La ville avec ses marges

Les villes attirent les personnes. Cependant, elles sont pensées pour des hommes jeunes, actifs et valides. Elles sont aussi bien « handicapogènes » que « jeunistes » et « andro-centrique » (Armbruster Elatifi, 2022, p.161). Aujourd’hui, cette vision se transforme mettant davantage en avant la ville inclusive et durable. Par ailleurs, la planification de la ville doit prendre en compte les enjeux nouveaux comme le réchauffement climatique, le vieillissement de la population, la transition écologique, les inégalités sociales de santé, etc. L’aménagement urbain implique de plus en plus de participation citoyenne, parfois qualifiée d’impératif (Blondiaux & Sintomer, 2002). Cependant si les usager.ère.s anticipé.e.s sont associé.e.s à la fabrique de l’urbain via des processus participatifs, les publics marginalisés restent largement en dehors de ces processus. En effet, les processus participatifs réussis sont bien souvent évalués numériquement en fonction du nombre de participant.e.s sans que soient questionnées les caractéristiques socio-économiques de ces dernier.ière.s. Ce projet se situe de ce fait à l’intersection entre le social, la santé et la fabrication de l’urbain.

Le projet s’inscrit, d’une part, dans une réflexion globale de la ville qui intègre les problématiques de précarité et de vulnérabilité. Dans cette perspective, les personnes dites en marge se trouvent au centre de notre projet : les personnes précarisées, et grandement précarisées à l’instar des personnes sans-abri. C’est à partir de ces publics que les enjeux sociaux dans les planifications urbaines et leur mise en œuvre peuvent être étudiés, cristallisés, mis en relief. La discrimination et l’exclusion s’expriment à travers les aménagements urbains. Quelles sont les caractéristiques des espaces urbains choisis par ce public ? Comment les adapter pour répondre aux besoins de ses usager.ère.s ? Il faut donc partir des expériences, des expertises de l’espace urbain des personnes précarisées.

D’autre part, la ville aujourd’hui pose des questions en termes de santé de ses habitant.e.s notamment en lien avec le vieillissement de la population. La Suisse se caractérise par une espérance de vie des plus élevée. Même si les chiffres sont manquants, les personnes précarisées vivent également de plus en plus longtemps. Comment, dès lors, intégrer les enjeux de santé urbaine et la réduction des inégalités sociales de santé dans la réflexion sur les transitions urbaines ? Comment faire face aux enjeux de vieillissement des publics précarisés ? Comment intervenir sur l’environnement pour ne pas davantage prétériter la santé de ses usager.ère.s ?

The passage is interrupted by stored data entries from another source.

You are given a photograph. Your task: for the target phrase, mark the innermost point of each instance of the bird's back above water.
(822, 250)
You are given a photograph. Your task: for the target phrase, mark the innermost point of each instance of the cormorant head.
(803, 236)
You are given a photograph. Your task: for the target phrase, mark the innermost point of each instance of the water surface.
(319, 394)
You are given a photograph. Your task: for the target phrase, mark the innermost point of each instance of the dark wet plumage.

La problématique de notre recherche porte sur la question de la ville durable, inclusive et en santé. Aujourd’hui, la ville est pensée pour un public spécifique d’actifs et d’actives. Cependant, il est bien connu qu’elle est habitée par une hétérogénéité de personnes dont des personnes « indésirables », fabriquées par la ville. Pour cette raison, nous souhaitons regarder la ville à partir de ces populations précarisées et grandement précarisées. Nous nous intéressons à leur regard, leur vécu, leur expertise et leur expérience de l’urbain. Nous défendons le postulat que la ville doit être pensée en amont avec tous ses publics, ainsi seulement il est possible de créer des contextes de vie davantage favorable à la cohésion sociale, à la lutte contre les inégalités socio-sanitaires et urbaines. Comment l’aménagement urbain peut-il inclure les personnes en situation de grande précarité vieillissante dans ses réflexions afin que ces dernières puissent vivre l’urbain en qualité et en santé ? De ce fait, la recherche interroge la place de ces personnes dans l’espace urbain ainsi que dans le projet urbain.